Was dann nämlich passieren kann ist, wie in meinem Fall, dass Betroffene auf Ärzt:innenhopping gehen. Meine Überzeugung war: Die Mediziner:innen haben etwas übersehen, sie haben nicht genau genug geguckt, nicht die richtigen und wichtigen Blutwerte genommen. Ich bilde mir die Schmerzen doch nicht ein, da ist etwas mit meinem Körper nicht in Ordnung, also wechselte ich mehrfach Ärzt:innen. Ich war z.B. bei vier verschiedenen Orthopäd:innen.
Der eine empfahl mir ein neues Kniegelenk, der andere Ibuprofen, wenn zu sehr zwickt. Eine Ärztin verordnete Physiotherapie und „Abwarten“, ein anderer Arzt meinte meine Knie seien für Alter und Gewicht völlig unauffällig. Ganz ähnliche Erfahrungen machte ich mit Schilddrüsenärzt:innen (3) und Gastroenterologen (4).
Da frage ich mich, wie man da nicht wahnsinnig werden soll!

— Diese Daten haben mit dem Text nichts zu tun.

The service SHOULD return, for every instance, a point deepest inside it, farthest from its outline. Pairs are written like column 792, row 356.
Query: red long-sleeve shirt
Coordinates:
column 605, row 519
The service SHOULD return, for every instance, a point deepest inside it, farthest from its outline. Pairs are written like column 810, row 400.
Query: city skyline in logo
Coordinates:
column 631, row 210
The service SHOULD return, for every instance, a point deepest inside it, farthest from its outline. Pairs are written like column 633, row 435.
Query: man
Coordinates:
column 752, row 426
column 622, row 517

Wie oft habe ich mir gewünscht einfach „nur“ ein gebrochenes Bein zu haben. Man wartet acht Wochen, das Bein heilt und mit ein bisschen Physiotherapie ist man bald wieder fit.
In meinem Fall hat das Schicksal schwarzen Humor bewiesen, leider blieb mir jedoch das Lachen im Halse stecken und verursacht nun ein unangenehmes Zwicken: manchmal im Rücken, oft in den Knien, oder auch in den Eingeweiden.

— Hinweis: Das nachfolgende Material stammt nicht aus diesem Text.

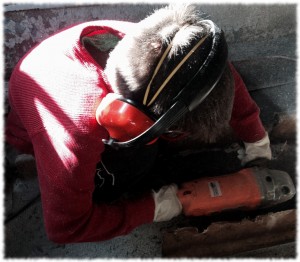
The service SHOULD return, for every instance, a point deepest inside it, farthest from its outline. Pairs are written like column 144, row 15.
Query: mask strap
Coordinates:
column 172, row 73
column 155, row 72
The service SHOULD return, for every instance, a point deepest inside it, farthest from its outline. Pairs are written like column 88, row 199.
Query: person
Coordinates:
column 57, row 88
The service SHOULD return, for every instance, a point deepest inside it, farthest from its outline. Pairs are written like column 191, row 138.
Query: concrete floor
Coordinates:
column 252, row 32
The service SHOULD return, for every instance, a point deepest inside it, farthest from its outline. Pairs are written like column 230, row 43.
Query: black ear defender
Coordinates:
column 130, row 126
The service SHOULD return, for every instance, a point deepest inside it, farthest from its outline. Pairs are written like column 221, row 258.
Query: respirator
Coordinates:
column 130, row 123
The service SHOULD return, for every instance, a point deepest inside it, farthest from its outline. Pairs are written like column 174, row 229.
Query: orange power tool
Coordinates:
column 246, row 189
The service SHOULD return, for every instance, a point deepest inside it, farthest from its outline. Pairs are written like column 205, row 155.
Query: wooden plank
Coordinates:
column 224, row 239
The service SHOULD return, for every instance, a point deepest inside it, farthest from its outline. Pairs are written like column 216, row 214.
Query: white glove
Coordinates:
column 167, row 204
column 259, row 149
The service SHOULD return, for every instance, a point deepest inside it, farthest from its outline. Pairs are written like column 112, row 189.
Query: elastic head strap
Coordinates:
column 172, row 73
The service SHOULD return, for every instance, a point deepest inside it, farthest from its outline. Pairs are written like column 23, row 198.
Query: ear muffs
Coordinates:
column 121, row 118
column 129, row 126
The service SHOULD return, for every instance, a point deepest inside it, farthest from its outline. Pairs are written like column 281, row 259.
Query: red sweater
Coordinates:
column 54, row 91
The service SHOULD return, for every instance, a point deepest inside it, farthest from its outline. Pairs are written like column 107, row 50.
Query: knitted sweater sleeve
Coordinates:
column 53, row 111
column 245, row 119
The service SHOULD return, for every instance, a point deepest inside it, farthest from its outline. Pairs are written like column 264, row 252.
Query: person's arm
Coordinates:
column 247, row 124
column 66, row 186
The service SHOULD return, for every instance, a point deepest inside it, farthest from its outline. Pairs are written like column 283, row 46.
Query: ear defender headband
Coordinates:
column 129, row 124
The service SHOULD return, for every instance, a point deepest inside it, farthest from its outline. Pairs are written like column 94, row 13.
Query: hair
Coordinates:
column 140, row 52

„Wie komme ich denn nun aus dem Angst- und Schmerzkreislauf raus?“ frage ich Frau Doktor. Sie lächelt. „Den Anfang haben Sie schon gemacht.“
Nach drei Jahren Leiden, Qual und Elend, gehe ich jetzt regelmäßig zur Therapie. Ich arbeite hart daran ungesunde, eingeschliffene Verhaltensmuster zu erkennen und zu überschreiben. Seit wenigen Wochen nehme ich leichte Antidepressiva, die meine Angst und die nächtliche Panik unterdrücken und mir helfen, wieder eine Idee von einem guten Leben zu entwickeln.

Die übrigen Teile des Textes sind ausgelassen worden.